My todo list is overflowing, my emails are piling up, I have 17 pages to read in my book and all of these are things I enjoy doing. But my mother has just called me for the fifth time in less than 60 minutes about the new safety monitor we got her for Christmas, the 5Star Urgent Response. New things challenge her and the idea of having both a cell phone and this device is beyond her ability to assimilate. As I sit at the kitchen bar trying to concentrate on any number of items the phone rings two more times. It’s not that I don’t want to work more but my spirit is broken by the phone calls. I give up and walk toward the stairs to the bedroom. My mother must have picked up on my frustration because when the phone rings again, it is not mine. My husband picks up his phone which is playing “Mother-in-Law” (see below).
Over the years, as my patients have aged along with me, they have told me their woeful stories regarding their parents. I knew my time would come and over the last year my 84 year old mother has diminished with each month. She refuses to take any “more” medication and, like many of the dementia patients I’ve treated, doesn’t see the problem. Since the evidence on the “Alzheimer’s medications” is not all that convincing anyway, I am not willing to fight over it. She limits her driving mainly to daytime and to places she knows. But if you throw anything out of the ordinary, like the new device that she needs to clip on her person and charge every night, it becomes a nightmare. Not only for her but for me and my husband as well.

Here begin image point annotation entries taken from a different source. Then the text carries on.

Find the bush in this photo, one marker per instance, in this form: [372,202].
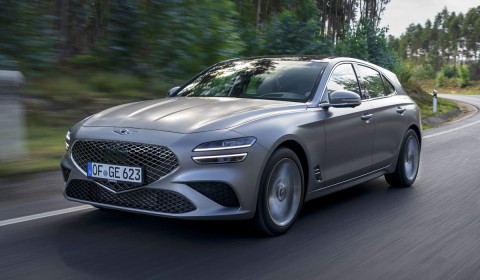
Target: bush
[448,71]
[115,83]
[88,60]
[424,72]
[404,71]
[463,76]
[474,69]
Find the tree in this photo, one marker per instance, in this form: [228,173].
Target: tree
[369,43]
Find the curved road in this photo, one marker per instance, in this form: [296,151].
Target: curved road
[429,231]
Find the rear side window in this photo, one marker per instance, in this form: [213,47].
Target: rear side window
[388,86]
[371,82]
[343,78]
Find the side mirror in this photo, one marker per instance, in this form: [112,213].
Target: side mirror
[342,99]
[172,91]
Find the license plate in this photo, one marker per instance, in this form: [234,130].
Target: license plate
[115,173]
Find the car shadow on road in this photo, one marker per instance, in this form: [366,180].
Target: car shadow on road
[119,245]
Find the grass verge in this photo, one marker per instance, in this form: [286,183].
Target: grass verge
[450,86]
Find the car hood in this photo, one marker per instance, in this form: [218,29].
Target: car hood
[190,114]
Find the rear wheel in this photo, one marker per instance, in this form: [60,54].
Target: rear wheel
[408,162]
[281,193]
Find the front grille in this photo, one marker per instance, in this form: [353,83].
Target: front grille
[157,161]
[143,199]
[219,192]
[65,173]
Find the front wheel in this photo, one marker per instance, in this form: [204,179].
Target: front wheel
[281,193]
[408,162]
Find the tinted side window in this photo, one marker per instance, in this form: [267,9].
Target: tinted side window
[372,82]
[388,86]
[343,78]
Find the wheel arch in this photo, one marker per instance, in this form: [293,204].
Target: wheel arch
[415,128]
[302,156]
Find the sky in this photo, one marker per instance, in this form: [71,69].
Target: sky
[399,14]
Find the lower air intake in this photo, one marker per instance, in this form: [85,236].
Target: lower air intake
[219,192]
[142,199]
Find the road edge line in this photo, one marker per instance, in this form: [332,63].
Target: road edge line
[43,215]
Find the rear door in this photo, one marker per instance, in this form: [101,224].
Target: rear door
[349,131]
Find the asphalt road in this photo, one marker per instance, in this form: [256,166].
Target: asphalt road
[372,231]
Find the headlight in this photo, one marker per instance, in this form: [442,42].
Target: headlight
[237,143]
[67,140]
[220,159]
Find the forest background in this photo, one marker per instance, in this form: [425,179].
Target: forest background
[81,56]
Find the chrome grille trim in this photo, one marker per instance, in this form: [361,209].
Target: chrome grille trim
[153,200]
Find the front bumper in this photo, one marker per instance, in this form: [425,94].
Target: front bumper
[191,191]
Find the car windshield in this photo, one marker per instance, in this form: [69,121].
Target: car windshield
[265,79]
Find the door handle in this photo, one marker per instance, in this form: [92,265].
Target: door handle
[400,110]
[366,117]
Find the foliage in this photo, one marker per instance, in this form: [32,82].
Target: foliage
[368,42]
[404,71]
[288,35]
[440,44]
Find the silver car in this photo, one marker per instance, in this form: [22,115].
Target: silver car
[248,139]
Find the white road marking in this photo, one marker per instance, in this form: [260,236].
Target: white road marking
[43,215]
[451,130]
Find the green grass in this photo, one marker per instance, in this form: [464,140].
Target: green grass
[45,145]
[450,86]
[55,102]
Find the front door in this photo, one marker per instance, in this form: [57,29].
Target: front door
[349,132]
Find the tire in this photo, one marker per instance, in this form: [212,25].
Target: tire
[407,163]
[281,193]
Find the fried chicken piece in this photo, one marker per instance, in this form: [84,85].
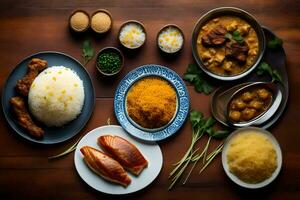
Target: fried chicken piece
[237,51]
[35,66]
[214,37]
[24,119]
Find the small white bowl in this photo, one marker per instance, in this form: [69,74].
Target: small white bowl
[235,178]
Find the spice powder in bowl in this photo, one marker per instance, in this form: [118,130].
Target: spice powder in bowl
[79,21]
[151,102]
[101,21]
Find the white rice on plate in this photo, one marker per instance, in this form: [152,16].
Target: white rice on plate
[170,40]
[56,96]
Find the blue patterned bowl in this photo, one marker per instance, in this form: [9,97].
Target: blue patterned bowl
[179,117]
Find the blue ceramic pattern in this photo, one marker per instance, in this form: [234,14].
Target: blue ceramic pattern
[182,107]
[52,135]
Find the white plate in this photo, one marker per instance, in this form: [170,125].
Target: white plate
[235,178]
[151,152]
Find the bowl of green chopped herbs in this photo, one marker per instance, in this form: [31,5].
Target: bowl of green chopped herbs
[110,61]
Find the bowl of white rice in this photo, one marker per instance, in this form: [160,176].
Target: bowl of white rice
[170,39]
[56,96]
[132,34]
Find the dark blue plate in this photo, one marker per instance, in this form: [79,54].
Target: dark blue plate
[180,115]
[52,135]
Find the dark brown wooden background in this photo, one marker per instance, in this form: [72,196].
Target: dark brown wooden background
[31,26]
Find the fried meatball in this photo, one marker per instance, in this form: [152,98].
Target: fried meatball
[235,115]
[257,105]
[248,114]
[263,94]
[247,96]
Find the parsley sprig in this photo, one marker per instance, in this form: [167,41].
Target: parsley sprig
[201,126]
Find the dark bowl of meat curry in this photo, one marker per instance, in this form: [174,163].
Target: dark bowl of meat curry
[228,43]
[250,102]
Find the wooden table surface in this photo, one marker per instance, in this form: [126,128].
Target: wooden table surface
[27,27]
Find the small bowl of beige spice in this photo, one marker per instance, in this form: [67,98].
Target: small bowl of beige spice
[79,21]
[101,21]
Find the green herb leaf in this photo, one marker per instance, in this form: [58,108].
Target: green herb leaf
[87,51]
[201,126]
[228,36]
[276,76]
[265,68]
[195,76]
[209,123]
[275,43]
[190,77]
[220,134]
[237,37]
[195,117]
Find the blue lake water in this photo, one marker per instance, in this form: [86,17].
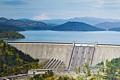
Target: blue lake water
[101,37]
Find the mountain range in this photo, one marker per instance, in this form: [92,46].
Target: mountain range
[108,25]
[73,24]
[89,20]
[25,25]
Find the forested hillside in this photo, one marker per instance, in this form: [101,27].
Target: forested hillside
[13,61]
[10,35]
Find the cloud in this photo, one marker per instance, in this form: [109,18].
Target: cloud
[13,2]
[41,17]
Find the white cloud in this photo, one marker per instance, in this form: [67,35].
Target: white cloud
[41,17]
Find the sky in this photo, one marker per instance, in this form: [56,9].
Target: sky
[59,9]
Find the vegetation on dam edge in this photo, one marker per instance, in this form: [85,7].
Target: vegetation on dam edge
[13,61]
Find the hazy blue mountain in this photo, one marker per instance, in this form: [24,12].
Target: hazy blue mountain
[76,26]
[54,21]
[25,25]
[114,29]
[108,25]
[88,20]
[26,20]
[9,27]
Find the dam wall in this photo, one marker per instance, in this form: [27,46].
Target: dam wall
[61,51]
[103,52]
[71,54]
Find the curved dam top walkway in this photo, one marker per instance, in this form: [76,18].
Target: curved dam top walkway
[71,54]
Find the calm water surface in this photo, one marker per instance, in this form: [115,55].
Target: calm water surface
[102,37]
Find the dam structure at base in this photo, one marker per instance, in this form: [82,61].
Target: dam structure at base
[72,55]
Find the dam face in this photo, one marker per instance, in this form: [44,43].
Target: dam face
[71,54]
[61,51]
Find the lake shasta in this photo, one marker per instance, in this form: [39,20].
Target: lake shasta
[101,37]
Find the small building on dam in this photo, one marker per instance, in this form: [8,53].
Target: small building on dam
[70,54]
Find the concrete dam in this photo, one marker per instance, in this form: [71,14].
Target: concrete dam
[70,54]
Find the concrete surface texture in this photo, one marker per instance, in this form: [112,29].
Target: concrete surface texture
[103,52]
[70,54]
[61,51]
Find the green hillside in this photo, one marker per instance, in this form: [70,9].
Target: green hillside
[13,61]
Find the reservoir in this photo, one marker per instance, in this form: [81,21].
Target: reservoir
[101,37]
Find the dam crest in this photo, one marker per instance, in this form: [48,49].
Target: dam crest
[70,54]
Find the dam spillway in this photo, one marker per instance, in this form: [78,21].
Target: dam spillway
[71,54]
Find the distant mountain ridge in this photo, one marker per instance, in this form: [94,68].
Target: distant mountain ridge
[76,26]
[108,25]
[9,27]
[88,20]
[25,25]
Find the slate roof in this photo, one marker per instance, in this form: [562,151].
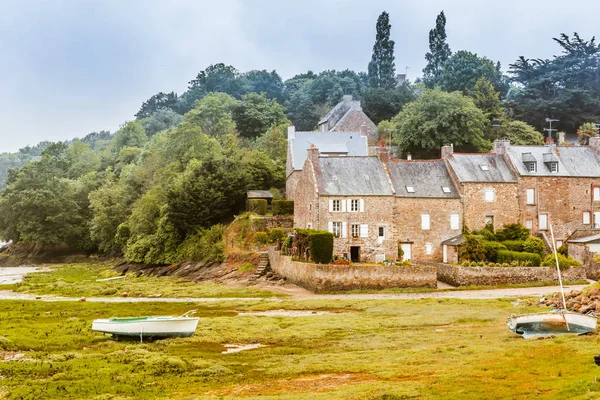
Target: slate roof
[427,178]
[572,161]
[349,143]
[468,168]
[352,176]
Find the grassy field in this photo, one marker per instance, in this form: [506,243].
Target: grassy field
[384,350]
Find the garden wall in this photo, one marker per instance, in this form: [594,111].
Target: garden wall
[467,276]
[328,277]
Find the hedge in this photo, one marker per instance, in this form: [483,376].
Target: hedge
[506,256]
[258,206]
[283,207]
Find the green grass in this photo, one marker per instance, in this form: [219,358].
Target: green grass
[80,279]
[430,349]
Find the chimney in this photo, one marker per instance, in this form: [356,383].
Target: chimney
[447,150]
[313,154]
[594,144]
[383,154]
[501,146]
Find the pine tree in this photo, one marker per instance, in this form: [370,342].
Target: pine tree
[382,70]
[439,52]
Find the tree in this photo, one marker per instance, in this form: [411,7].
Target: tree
[382,71]
[439,52]
[254,114]
[436,119]
[463,69]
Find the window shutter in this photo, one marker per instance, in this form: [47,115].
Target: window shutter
[364,230]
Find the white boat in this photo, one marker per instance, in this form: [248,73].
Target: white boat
[555,322]
[148,327]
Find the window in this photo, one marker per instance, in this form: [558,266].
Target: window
[425,222]
[586,218]
[530,196]
[454,221]
[428,248]
[337,229]
[336,206]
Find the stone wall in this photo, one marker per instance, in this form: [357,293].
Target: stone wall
[467,276]
[327,277]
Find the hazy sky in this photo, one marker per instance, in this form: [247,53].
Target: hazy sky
[72,67]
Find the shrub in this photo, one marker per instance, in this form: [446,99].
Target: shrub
[472,249]
[258,206]
[261,238]
[534,245]
[514,245]
[491,250]
[507,256]
[283,207]
[320,244]
[564,262]
[512,232]
[276,234]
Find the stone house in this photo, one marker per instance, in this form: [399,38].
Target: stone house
[488,188]
[331,144]
[348,116]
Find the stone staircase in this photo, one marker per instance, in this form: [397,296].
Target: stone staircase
[263,265]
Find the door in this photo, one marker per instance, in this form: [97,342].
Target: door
[406,248]
[355,253]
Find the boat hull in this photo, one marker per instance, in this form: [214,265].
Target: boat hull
[551,324]
[149,327]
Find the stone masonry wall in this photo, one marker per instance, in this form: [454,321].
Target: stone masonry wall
[327,277]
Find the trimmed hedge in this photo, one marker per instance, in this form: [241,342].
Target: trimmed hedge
[506,256]
[258,206]
[283,207]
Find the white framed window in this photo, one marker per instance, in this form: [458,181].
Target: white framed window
[586,218]
[428,248]
[454,221]
[530,196]
[425,222]
[364,230]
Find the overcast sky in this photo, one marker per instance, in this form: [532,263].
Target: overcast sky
[72,67]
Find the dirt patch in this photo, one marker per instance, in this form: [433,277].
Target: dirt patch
[302,384]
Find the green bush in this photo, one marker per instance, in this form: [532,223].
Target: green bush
[534,245]
[258,206]
[320,244]
[564,262]
[491,250]
[507,256]
[283,207]
[472,249]
[276,234]
[514,245]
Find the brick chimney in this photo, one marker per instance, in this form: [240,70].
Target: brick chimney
[594,144]
[447,150]
[501,146]
[383,154]
[313,154]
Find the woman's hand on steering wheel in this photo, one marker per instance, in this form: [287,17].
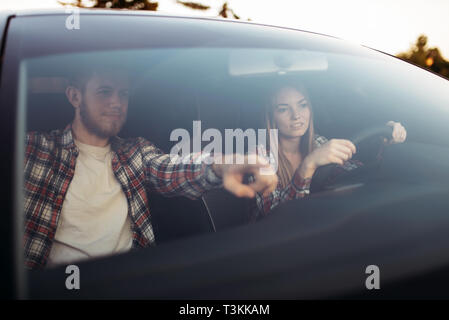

My daughter has already approached her about moving into a personal care home but she will have none of it. She has good days and bad days. My job keeps me busy and disinclined to force the conversation. It is coming. My patients have prepared me for it and I thank them for this. But just like them, there is a black hole of dread that I see approaching. One thing for sure, while I will avoid discussing what is a personal matter, my empathy will go out to the next adult child dealing with their unwilling parent.